Creating pip/conda package for Bokeh custom model

I’m looking at the LatexLabel custom model here: bokeh/latex_extension.py at aa8f3028e1b02a438f740116b127ded280f18038 · bokeh/bokeh · GitHub

While it’s presumably possible to vendor the example into a project, are there any technical barriers to building the model into a pip/conda package and importing the custom model from there?

In general, has anybody tried to make a python package from a custom model?

The biggest issue is that compilation of bokeh extensions currently happens at the use site, which is slow to work with and requires the user have the necessary development stack installed (nodejs, etc.). There is also no effective way to precompile extensions and e.g. put them on a CDN. I’m currently working on improving the extensions’ development workflow. This should be done the next week or two.

Thanks for the explanation @mateusz.

My proposed use case is making the LaTexLabel custom model example into a pip/conda package, so can users can use Tex without having to vendor in the example or manually install the extension dependencies. Since it’ll mostly be used for SVG generating figures for papers (and not really deployed), I think the slow compilation step is fine.

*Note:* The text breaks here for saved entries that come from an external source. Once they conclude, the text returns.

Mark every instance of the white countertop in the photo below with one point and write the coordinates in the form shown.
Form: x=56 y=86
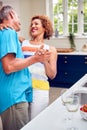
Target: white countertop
x=52 y=118
x=74 y=53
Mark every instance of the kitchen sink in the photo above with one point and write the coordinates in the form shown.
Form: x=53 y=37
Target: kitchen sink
x=83 y=98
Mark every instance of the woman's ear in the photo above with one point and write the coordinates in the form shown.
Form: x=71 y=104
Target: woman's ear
x=11 y=14
x=21 y=39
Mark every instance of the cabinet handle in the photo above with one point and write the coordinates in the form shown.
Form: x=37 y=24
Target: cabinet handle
x=85 y=57
x=65 y=62
x=66 y=73
x=65 y=57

I don’t think there is any technical barrier to doing this.

As to why I have not personally pushed anything like this, it is mostly a matter of the the perfect being the enemy of the good. I had in mind something similar to Atom, VSCode, Discourse, i.e a system where plugins are simply GitHub repositories. I consider this more ideal for a few reasons:

  • Barrier to entry is lower— publishing Python packages is a not trivial. And what kind? Pip packages? Conda packages? Would extension authors have to provide both?

  • Extension versions could just be tags in GH. No need to publish extensions on PyPI or anaconda.org all the time

  • Could potentially have amazing user experience for plugins like Atom and VSCode have

So what are the cons?

  • Unclear how to handle either Python dependencies or dependencies between plugins. I think the vast majority of extensions are likely to be self-contained, so much so that this concern is outweighed.

  • Less clear what “installing” an extension means.

The last one is the big one and probably what sinks the idea for a library (it’s alot more clear what installing means for an app like VSCode, or Atom, or Discourse). I can imagine some solutions, but they are not great. But at this moment in time I’m inclined to leave this project to others, who don’t have my hang-ups about using regular Python packages.

TLDR; At this point I think anyone with a reasonable idea for a plan forward on sharing extensions should just start moving on it.